Die Kirch-Familie macht die Bank für den Zusammenbruch des Medienimperiums verantwortlich. 2002 hatte der damalige Deutsche-Bank-Chef Rolf Breuer in einem Interview die Kreditwürdigkeit von Kirchs Konzern angezweifelt. Der inzwischen verstorbene Kirch hatte noch zu Lebzeiten auf Schadenersatz in Milliardenhöhe geklagt.
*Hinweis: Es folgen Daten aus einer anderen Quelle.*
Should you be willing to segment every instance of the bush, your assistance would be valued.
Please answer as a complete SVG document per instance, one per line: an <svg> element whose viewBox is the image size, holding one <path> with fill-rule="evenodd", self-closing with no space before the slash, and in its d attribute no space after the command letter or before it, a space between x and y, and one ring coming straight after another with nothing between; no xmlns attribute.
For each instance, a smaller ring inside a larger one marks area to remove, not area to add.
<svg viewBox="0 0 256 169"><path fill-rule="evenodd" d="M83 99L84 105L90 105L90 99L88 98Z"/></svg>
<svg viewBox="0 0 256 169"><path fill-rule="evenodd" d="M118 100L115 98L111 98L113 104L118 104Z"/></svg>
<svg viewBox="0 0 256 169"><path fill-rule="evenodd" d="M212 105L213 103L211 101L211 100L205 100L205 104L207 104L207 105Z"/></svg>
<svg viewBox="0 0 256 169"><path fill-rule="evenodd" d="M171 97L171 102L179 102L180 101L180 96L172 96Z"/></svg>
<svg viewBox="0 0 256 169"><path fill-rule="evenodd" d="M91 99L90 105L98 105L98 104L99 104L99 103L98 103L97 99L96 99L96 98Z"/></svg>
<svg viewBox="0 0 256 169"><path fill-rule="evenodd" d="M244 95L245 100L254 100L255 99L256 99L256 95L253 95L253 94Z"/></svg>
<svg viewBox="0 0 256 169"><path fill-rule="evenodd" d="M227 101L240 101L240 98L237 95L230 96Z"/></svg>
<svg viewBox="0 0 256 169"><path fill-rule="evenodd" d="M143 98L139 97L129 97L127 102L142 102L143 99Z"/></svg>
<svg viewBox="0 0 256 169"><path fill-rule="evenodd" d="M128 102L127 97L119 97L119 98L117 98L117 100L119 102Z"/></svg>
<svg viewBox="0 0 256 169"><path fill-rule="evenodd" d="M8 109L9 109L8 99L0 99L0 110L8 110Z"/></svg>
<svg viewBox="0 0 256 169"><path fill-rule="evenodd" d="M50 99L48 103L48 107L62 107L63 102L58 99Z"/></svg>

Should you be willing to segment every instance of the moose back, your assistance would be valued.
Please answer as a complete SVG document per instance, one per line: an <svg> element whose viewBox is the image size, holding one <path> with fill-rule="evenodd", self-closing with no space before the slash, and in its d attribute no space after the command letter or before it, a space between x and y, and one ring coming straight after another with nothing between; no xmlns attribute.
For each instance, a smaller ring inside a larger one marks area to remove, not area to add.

Deutsche Bank scheitert mit Befangenheitsantraggegen Richter

Den Vergleich über 812 Millionen Euro hatte schließlich der scheidende Deutsche-Bank-Chef Josef Ackermann ausgehandelt. Allerdings war die Summe den Vorstandsmitgliedern der Bank dem Vernehmen nach nun zu hoch. Einen deutlich geringeren Betrag wollten die Kirch-Erben hingegen nicht akzeptieren.

Die Deutsche Bank scheiterte zudem mit einem Befangenheitsantrag gegen die Richter am Oberlandesgericht München. Das Befangenheitsgesuch sei unbegründet und werde zurückgewiesen, teilte das Oberlandesgericht München mit. Die Anwälte der Bank hatten den Richtern vorgeworfen, ein bereits vorgefertigtes Bild zu haben und die Glaubwürdigkeit von Zeugen in Zweifel zu ziehen, deren Aussagen nicht ins Konzept gepasst hätten.

In dem spektakulären Verfahren hatte es im vergangenen Jahr etliche Zeugenaussagen von Prominenten gegeben. Erstmals waren dort – wenige Wochen vor Kirchs Tod – auch Leo Kirch und Rolf Breuer vor Gericht aufeinandergetroffen.